The read beam is returned through a suitable optical scheme that rejects the reflected energy of the write beam, allowing analysis of the information written on the disk.

The reproduction information, among other things, controls the intensity of the writing beam to ensure a proper "recording level" and determines whether an unacceptable number of errors are introduced in the recording process.

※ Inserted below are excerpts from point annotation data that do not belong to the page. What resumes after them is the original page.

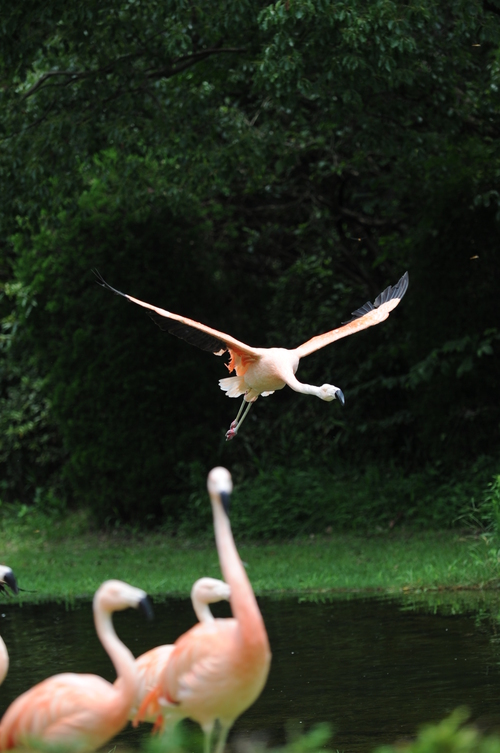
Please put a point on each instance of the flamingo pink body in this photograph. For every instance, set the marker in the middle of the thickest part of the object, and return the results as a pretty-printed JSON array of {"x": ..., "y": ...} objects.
[
  {"x": 262, "y": 371},
  {"x": 217, "y": 670},
  {"x": 151, "y": 665},
  {"x": 79, "y": 712}
]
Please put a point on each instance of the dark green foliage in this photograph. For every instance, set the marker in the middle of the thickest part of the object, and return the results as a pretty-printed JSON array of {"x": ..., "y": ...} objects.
[{"x": 264, "y": 168}]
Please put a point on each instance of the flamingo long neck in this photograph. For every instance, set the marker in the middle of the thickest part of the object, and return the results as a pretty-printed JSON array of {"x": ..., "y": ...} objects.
[
  {"x": 122, "y": 658},
  {"x": 4, "y": 661},
  {"x": 243, "y": 602},
  {"x": 305, "y": 389}
]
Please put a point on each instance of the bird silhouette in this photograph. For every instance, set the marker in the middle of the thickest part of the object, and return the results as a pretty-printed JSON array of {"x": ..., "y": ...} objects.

[Brief explanation of the drawing]

FIG. 1 is a schematic drawing of the device of the invention. FIG. 2 is a diagram of the optical path through the objective of FIG. 1; FIG. 3 is a diagram illustrating the relative spacing between the points of impact of the write beam and the read beam. FIG. 4 is a diagram of the novel Pockels cell stabilization circuit. 18... Disc, 22... Rotation drive element, 1
2...Writing head, 20...Translational drive element, 3
0...Polarization splitting laser, 40...Writing beam,
32 Pockels cell, 38Φ...Grand prism, 46...Objective lens, 16...Bearing, 5
0...Arthroscope, 52...Reading laser. 25-3C

Claims (1)

Claims: 1) a record carrier comprising a substrate having a surface covered with a responsive coating; a first light source for emitting a light beam; means for imparting a relative rotation of the light beam on said record carrier; a first light path between the first light source and the record carrier comprising a coating; a first optical device for focusing a light beam onto the coating by an objective lens; and a first optical device arranged in the optical path between the first light source and the recording carrier and modulating the intensity of the light beam carrying the information to be recorded. a second light source that generates a second light beam; an optical path is configured between the second light source and the recording carrier to generate the first light beam in the direction of movement of the substrate surface; The second light beam is focused by the objective lens on the coating -1- at a position remote from the point of incidence of the substrate, and the second light beam reflected by the surface of the substrate is collected. An information processing device comprising a second optical device that also has a second optical device and a sensing device that generates a corresponding electrical signal in response to reflected light, the information processing device being provided with a moving device;
In the information processing apparatus, the light beam incident on the substrate surface is moved together in the transverse direction with respect to the moving direction of the second substrate surface, wherein the first optical means or the first optical lens 46 and the first beam directing device 50 and the objective lens 14, the second optical means or the second optical lens 60, the second beam directing device 64, and the first beam directing device 50 and the objective lens 14; 1), the first optical lens 46 and the first beam direction device 50
The third beam director disposed between them includes a third beam director device 48, the first beam director device 50, and an objective lens 14; and further provided with a drive element for displacing the carrier in a radial direction with respect to the rotating recording carrier, the first optical lens and the first beam director being arranged in an optical path located at an angle to the apparatus. and a second optical lens and a second beam direction are such that the optical path portions located at the end of the device are approximately parallel to each other and to the movement produced by the carrier displacement device, and a third beam direction is such that the portions of the beam path are located in aperture with the device and are substantially parallel to each other and to the movement produced by the carrier displacement device. An information processing device characterized in that an optical path portion located opposite to an objective lens is provided so as to substantially cooperate with both light beams.